Indeed, gut-associated lymphoid tissue (GALT) is the prominent part of mucosal-associated lymphoid tissue (MALT) and represents almost 70% of the entire immune system; moreover, about 80% of plasma cells (mainly immunoglobulin A (IgA)-bearing cells) reside in GALT. In addition, early-life environmental influences that are known to disrupt the microbiota, such as antibiotic use, caesarean birth, and formula feeding, are all associated with increased susceptibility to asthma and allergies later in life.
The histamine connection
Histamine is considered an important compound in the body. It acts as a neurotransmitter and regulates production of stomach acid, blood vessel permeability, and contraction of skeletal muscle. It is also a major component of the immune response and thus a key mediator in allergic reactions. A certain amount of histamine is required for proper physiological function; however, some people have a condition called histamine intolerance in which they produce excess histamine and/or have a deficiency in diamine oxidase (DAO), the enzyme that breaks it down. When this occurs, histamine can then be absorbed and be transported to various sites of the body, exacerbating allergic symptoms.
There are many possible causes of histamine intolerance including high consumption of histamine-rich foods, genetic factors when certain sequence variants (polymorphisms) in the DAO gene lead to a significantly reduced DAO enzyme activity, intestinal permeability and SIBO (small intestine bacteria overgrowth). So fundamentally a disturbance in the gut biome plays a significant role in creating histamine intolerance.

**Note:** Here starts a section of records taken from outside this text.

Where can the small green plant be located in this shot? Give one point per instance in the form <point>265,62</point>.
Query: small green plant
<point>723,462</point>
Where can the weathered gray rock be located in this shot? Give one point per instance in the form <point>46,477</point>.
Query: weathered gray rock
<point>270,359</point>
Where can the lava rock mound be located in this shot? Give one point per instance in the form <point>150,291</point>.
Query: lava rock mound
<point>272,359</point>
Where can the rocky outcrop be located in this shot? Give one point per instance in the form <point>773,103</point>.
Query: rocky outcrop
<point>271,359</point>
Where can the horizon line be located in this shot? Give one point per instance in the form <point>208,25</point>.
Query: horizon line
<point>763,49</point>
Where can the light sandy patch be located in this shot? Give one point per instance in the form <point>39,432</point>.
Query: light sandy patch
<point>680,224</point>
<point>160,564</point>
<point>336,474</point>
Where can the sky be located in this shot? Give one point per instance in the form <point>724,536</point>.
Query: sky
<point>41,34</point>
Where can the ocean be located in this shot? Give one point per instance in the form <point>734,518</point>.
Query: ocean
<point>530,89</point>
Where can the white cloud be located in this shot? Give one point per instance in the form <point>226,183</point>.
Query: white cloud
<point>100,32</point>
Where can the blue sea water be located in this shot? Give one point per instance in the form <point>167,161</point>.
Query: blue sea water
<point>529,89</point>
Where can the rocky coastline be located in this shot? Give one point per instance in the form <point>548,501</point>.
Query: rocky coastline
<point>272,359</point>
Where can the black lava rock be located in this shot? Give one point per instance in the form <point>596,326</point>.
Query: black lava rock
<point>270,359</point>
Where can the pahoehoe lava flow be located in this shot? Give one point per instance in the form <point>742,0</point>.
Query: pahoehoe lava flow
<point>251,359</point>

Taking probiotics that contain histamine-degrading strains such asBifidobacterium infantis, Bifidobacterium longum and Lactobacillus rhamnosus is recommended for those with histamine intolerance.
It is not surprising, therefore, that there appears to be a link between the severity of allergies and the health of the gut and its corresponding immune system and therefore, restoring a healthy balance of gut flora is the best long-term solution to resolving a histamine issue.

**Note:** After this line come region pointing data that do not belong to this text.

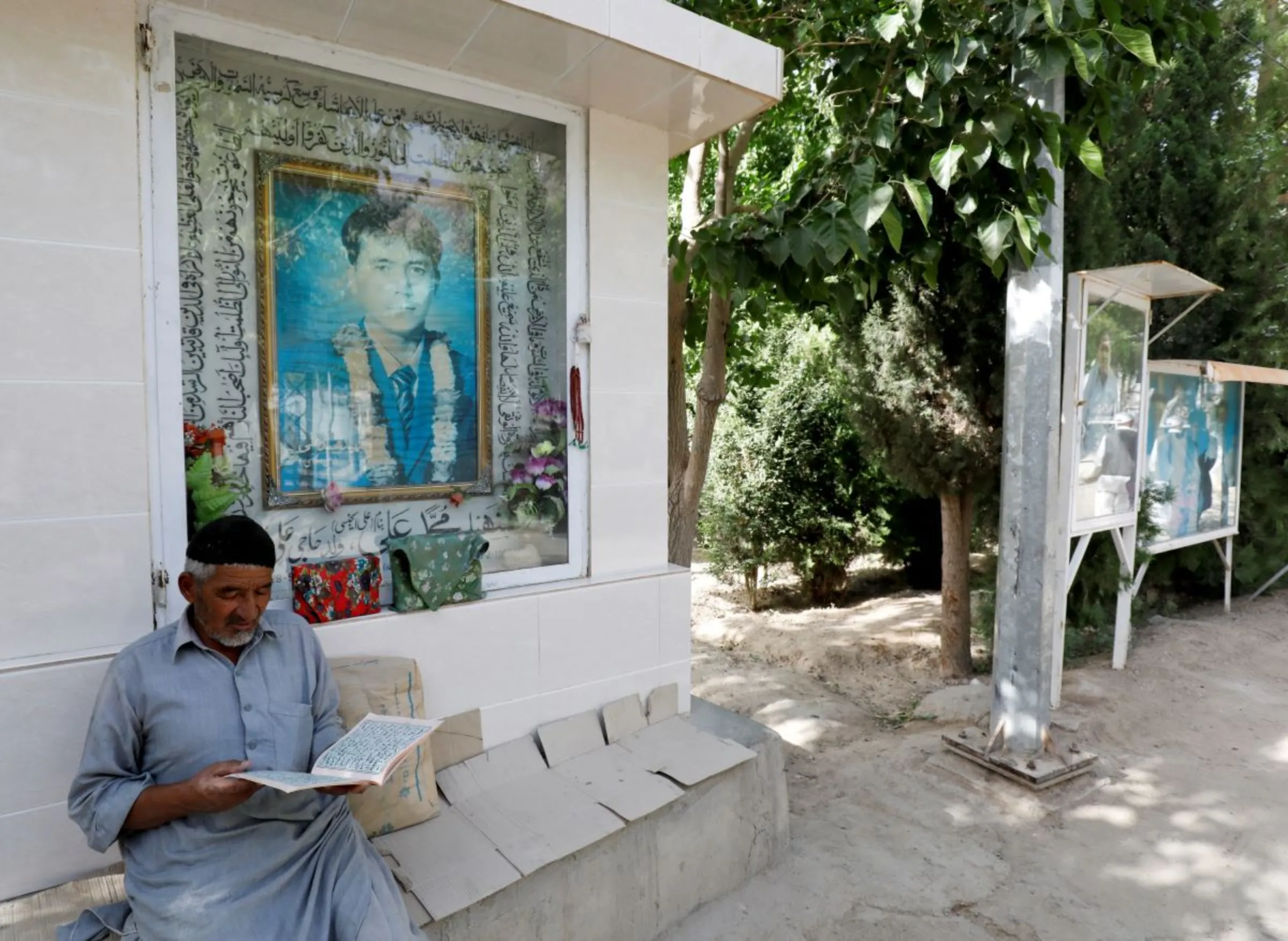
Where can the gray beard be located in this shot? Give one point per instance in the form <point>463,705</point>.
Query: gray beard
<point>237,640</point>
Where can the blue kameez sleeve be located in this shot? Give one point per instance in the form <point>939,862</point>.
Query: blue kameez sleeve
<point>327,727</point>
<point>110,779</point>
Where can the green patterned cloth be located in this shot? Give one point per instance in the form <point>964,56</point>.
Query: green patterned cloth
<point>438,569</point>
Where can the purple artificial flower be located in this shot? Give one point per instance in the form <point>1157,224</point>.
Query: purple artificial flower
<point>549,408</point>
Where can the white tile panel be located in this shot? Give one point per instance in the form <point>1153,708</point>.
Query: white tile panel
<point>69,174</point>
<point>72,450</point>
<point>58,702</point>
<point>71,313</point>
<point>700,107</point>
<point>320,18</point>
<point>630,439</point>
<point>628,252</point>
<point>628,528</point>
<point>741,60</point>
<point>469,656</point>
<point>588,14</point>
<point>682,675</point>
<point>660,28</point>
<point>598,633</point>
<point>677,631</point>
<point>628,161</point>
<point>629,349</point>
<point>79,52</point>
<point>428,31</point>
<point>106,558</point>
<point>52,850</point>
<point>620,80</point>
<point>508,721</point>
<point>522,49</point>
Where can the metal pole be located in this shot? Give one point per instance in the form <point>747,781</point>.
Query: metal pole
<point>1031,530</point>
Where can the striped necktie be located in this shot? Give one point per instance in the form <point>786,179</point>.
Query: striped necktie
<point>405,380</point>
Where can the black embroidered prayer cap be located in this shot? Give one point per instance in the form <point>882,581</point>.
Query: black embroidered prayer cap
<point>233,541</point>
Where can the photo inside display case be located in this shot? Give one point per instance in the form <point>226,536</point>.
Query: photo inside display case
<point>374,311</point>
<point>1109,413</point>
<point>1195,440</point>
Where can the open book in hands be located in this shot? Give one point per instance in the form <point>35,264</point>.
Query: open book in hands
<point>369,753</point>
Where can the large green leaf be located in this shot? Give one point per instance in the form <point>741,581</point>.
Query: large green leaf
<point>870,208</point>
<point>888,26</point>
<point>995,237</point>
<point>1080,61</point>
<point>1092,157</point>
<point>943,165</point>
<point>893,222</point>
<point>883,130</point>
<point>1138,43</point>
<point>916,84</point>
<point>919,194</point>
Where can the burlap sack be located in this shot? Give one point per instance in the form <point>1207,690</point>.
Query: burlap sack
<point>388,687</point>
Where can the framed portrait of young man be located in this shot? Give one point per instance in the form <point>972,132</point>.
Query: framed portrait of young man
<point>374,334</point>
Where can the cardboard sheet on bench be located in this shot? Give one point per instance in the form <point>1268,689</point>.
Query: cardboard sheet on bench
<point>531,814</point>
<point>683,753</point>
<point>450,863</point>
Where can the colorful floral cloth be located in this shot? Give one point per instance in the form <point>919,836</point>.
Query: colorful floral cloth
<point>437,569</point>
<point>336,590</point>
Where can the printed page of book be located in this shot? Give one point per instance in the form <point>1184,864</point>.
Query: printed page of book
<point>290,782</point>
<point>374,747</point>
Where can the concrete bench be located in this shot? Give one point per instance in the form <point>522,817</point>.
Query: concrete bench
<point>581,841</point>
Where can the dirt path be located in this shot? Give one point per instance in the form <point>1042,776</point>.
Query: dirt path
<point>1180,833</point>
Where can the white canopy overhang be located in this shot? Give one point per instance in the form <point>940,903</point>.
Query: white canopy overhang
<point>1152,281</point>
<point>1220,372</point>
<point>643,60</point>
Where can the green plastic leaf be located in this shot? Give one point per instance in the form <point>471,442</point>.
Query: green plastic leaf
<point>995,237</point>
<point>919,194</point>
<point>1092,157</point>
<point>883,130</point>
<point>916,85</point>
<point>1080,61</point>
<point>943,165</point>
<point>888,26</point>
<point>893,222</point>
<point>1138,43</point>
<point>871,208</point>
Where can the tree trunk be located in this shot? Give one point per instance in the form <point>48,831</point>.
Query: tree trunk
<point>688,455</point>
<point>956,513</point>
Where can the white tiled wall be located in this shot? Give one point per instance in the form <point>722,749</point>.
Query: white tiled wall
<point>628,361</point>
<point>74,527</point>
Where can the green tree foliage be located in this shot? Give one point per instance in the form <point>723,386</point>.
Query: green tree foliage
<point>790,482</point>
<point>934,142</point>
<point>1195,179</point>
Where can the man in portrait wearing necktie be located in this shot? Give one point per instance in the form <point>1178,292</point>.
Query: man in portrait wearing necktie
<point>397,408</point>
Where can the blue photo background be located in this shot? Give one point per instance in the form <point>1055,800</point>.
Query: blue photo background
<point>311,267</point>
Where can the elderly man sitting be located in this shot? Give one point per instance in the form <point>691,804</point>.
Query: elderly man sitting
<point>229,687</point>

Histamine N-methyltransferase (HNMT) is an enzyme expressed in the central nervous system that specifically metabolises histamine. HNMT plays an important role in regulating histamine as it breaks down histamine at an intracellular level. It inactivates histamine by transferring a methyl group from S-adenosyl-L-methionine to histamine.

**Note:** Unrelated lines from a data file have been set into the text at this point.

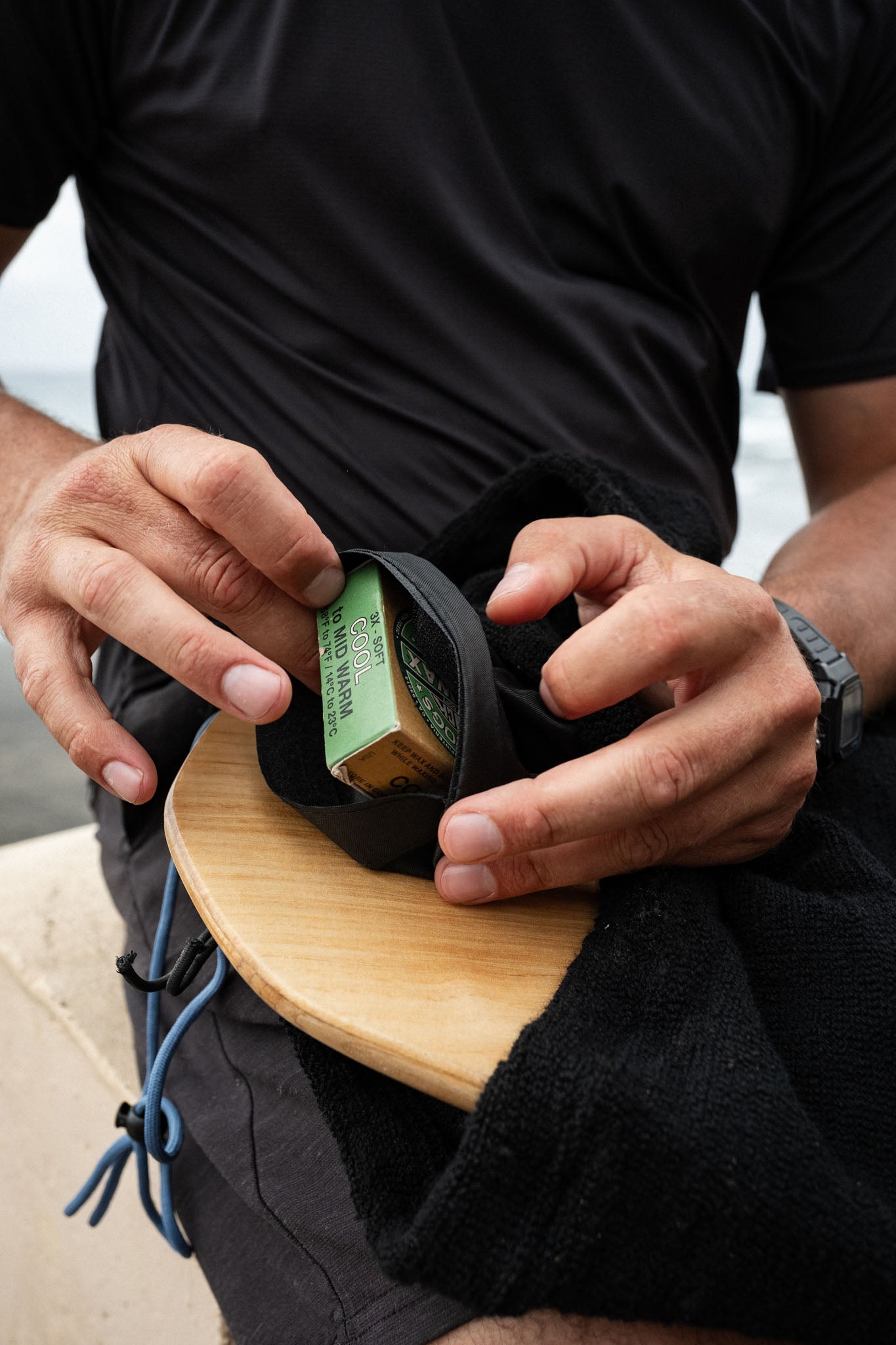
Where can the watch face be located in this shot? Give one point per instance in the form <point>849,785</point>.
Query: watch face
<point>851,716</point>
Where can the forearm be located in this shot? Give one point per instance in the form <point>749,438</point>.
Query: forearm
<point>840,571</point>
<point>32,447</point>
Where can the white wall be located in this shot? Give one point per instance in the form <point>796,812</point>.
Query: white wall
<point>50,307</point>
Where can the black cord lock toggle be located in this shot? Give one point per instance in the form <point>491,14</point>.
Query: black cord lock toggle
<point>192,958</point>
<point>131,1121</point>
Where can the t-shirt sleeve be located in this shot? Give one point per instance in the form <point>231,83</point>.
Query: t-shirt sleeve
<point>829,296</point>
<point>53,95</point>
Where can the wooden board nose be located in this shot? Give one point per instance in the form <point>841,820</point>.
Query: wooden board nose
<point>375,965</point>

HNMT is expressed in many human tissues, with the highest levels found in the liver and kidneys, but also in the bronchi and trachea. HNMT is a key enzyme concentrated in the liver which is responsible for degrading histamines generated as a result of the functions of the body and in particular mast-cells. It plays an important role in degrading histamine and in regulating the airway response to histamine. Thus there is a link between histamine breakdown and methylation; poor methylation may contribute to allergies.
Nutrient Deficiencies
Recent studies have revealed that vitamin D has important functions in the immune system and might influence the course of immune-mediated disorders. Lower vitamin D levels have been associated with more allergic disease and elevated serum IgE.
In addition, magnesium is another nutrient to be considered. Vitamin D cannot be metabolised without sufficient magnesium levels. Magnesium consumption from natural foods has decreased in the past few decades, owing to industrialised agriculture and changes in dietary habits. Magnesium status is low in populations who consume processed foods that are high in refined grains, fat and sugar. In addition, high consumption of coffee, fizzy drinks, salt, alcohol, stress and vigorous exercise can also lower magnesium levels.